Nasional

Kiai Zawawi Imron Ungkap Rasa Iman adalah Sumber Kenikmatan Hidup

Rab, 6 Oktober 2021 | 13:30 WIB

Kiai Zawawi Imron Ungkap Rasa Iman adalah Sumber Kenikmatan Hidup

Kiai dan budayawan D Zawawi Imron. (Foto: dok istimewa)

Jakarta, NU Online
Iman yang dimiliki seorang Muslim bisa menjadi sarana dan sumber lahirnya aneka macam kenikmatan. Nikmat adalah rasa nyaman yang tumbuh dalam hati, sehingga seseorang dapat merasakan hidup itu menjadi nikmat, indah bermanfaat, hidup itu menjadi aman, hidup itu menjadi santun dan kita menjadi senang.


Kiai yang juga budayawan asal Sumenep Madura, KH D Zawawi Imron mengatakan hal itu saat mengisi Pesantren Digital Majelis Telkomsel Taqwa beberapa waktu lalu.


Orang yang benar-benar beriman kepada Allah swt yakin bahwa yang menciptakan alam semesta itu tidak lain adalah Allah. Mereka juga beriman bahwa bumi yang dihuni manusia, jika dilihat dari ujung dunia --jikalau ada yang namanya ujung dunia itu-- bumi akan menjadi titik yang kecil sekali.


“Kemudian saya, bapak moderator, semuanya akan menjadi kecil, yang besar hanyalah Allah swt. Allahu akbar. Allahu akbar. Allahu akbar," kata Kiai Zawawi.


Kiai Zawawi mengingatkan, jika meneliti keadaan alam semesta, pasti manusia akan sadar bahwa alam semesta itu ada yang menciptakan, ada yang menjaga detak jantung di malam hari ketika tidur.
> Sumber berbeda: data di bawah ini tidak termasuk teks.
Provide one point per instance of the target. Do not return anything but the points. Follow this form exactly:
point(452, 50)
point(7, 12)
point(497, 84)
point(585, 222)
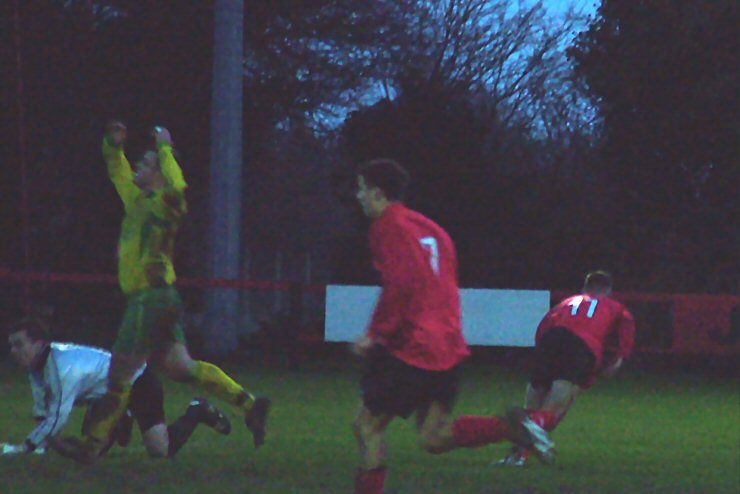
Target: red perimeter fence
point(683, 324)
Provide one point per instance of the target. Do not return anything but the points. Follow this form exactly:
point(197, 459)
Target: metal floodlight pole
point(224, 230)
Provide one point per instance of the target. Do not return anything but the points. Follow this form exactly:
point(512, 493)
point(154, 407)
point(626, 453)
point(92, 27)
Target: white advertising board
point(491, 317)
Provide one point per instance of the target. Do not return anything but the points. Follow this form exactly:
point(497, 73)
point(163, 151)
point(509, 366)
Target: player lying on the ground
point(64, 375)
point(584, 335)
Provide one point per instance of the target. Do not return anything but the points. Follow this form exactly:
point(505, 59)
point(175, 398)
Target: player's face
point(147, 171)
point(366, 196)
point(23, 349)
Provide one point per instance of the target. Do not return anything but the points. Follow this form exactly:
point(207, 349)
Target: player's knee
point(179, 372)
point(156, 441)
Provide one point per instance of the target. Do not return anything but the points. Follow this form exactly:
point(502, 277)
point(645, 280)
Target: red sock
point(473, 432)
point(370, 481)
point(544, 418)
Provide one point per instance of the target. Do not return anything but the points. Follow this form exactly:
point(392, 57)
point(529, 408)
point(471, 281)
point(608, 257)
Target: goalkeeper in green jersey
point(153, 195)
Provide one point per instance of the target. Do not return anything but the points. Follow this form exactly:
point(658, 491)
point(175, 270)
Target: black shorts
point(147, 400)
point(392, 387)
point(561, 355)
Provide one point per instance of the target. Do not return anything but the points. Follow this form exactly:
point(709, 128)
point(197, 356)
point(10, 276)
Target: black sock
point(180, 431)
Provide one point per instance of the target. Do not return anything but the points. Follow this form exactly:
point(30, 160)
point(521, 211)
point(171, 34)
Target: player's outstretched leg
point(215, 381)
point(200, 411)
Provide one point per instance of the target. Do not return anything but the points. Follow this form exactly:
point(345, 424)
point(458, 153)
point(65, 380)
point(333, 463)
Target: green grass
point(633, 434)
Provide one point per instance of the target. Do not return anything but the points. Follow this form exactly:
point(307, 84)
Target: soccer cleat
point(528, 435)
point(517, 458)
point(81, 451)
point(256, 420)
point(211, 416)
point(512, 460)
point(123, 429)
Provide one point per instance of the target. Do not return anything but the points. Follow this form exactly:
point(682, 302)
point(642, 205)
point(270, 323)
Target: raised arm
point(171, 171)
point(119, 169)
point(169, 202)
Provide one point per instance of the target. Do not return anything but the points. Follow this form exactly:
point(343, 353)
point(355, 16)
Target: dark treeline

“Kita tidak perlu meminta tolong kepada siapa-siapa agar jantung kita tetap berdetak dan berdegup, tetapi ada yang menjaganya. Kalau kita sadar, detak jantung ini ada yang mengaturnya, ada yang mendetakkan arloji detak jantung kita, pasti kita akan merasa dekat kepada Allah swt,” ungkapnya.


Tanda keimanan Muslim
Lalu bagaimana tanda atau bukti bahwa seorang Muslim telah sungguh-sungguh beriman? Kata Kiai Zawawi, orang yang beriman kepada Allah, akan tampil dengan selalu menyenangkan orang lain.


Orang yang baik hatinya, bersih hatinya, hatinya dekat dengan Allah swt sehingga hatinya merasa aman, tenteram, dan santun. Tenteramnya hati juga akan berpengaruh kepada akhlak serta tata krama, dan tingkah lakunya.


“Bukan hanya senang sendirian. Tapi, dia akan menjadi orang yang akan menyenangkan orang lain. Sebab, kalau orang beriman dan hatinya menjadi sumur kenikmatan, dia pasti akan menghormati orang lain. Orang yang demikian, tidak akan cemberut kepada orang lain. Ia justru akan bersedekah kepada orang lain dengan senyuman,” ujarnya.


Hal itu, kata Kiai Zawawi sebagaimana sabda Rasulullah saw. “Senyummu terhadap saudaramu, senyummu terhadap temanmu (Kalau guru, senyummu terhadap muridmu. Kalau suami, senyummu terhadap istrimu. Istri, senyummu terhadap suamimu) adalah sedekah,” terangnya.


Menjadi orang yang beriman, dengan demikian, juga harus disyukuri. Sebab, dengan tersenyum saja sudah disebut sedekah oleh Rasulullah saw.


“Karena itu, supaya menjadi orang yang nikmat dalam beriman, banyak-banyaklah dalam bersedekah kepada orang yang kita jumpai dengan senyuman yang menenteramkan, senyuman yang indah,” imbuh Kiai Zawawi.


Sebaliknya, ekspresi cemberut adalah sebuah tanda seseorang yang tidak senang kepada orang lain. Hal itu berbeda dengan orang yang beriman lalu dapat menikmati hidup. Golongan orang yang merasakan nikmatnya iman akan selalu merasa bersaudara dengan orang lain.


“Karena merasa bersaudara dengan orang lain ada komunikasi lewat pandangan mata kita, atau tepatnya melalui bibir kita yang mekar laksana bunga. Jadi, bibir yang mekar laksana bunga itulah senyuman,” beber tokoh yang dikenal dengan sebutan 'Celurit Emas' ini.


“Senyuman yang dihaturkan kepada orang lain dengan hati yang bersih dan ikhlas akan menjadi komunikasi yang indah dengan orang yang memandangnya. Tentu saja orang lain yang kita beri sedekah dengan senyuman juga akan tersenyum kepada kita,” pungkasnya.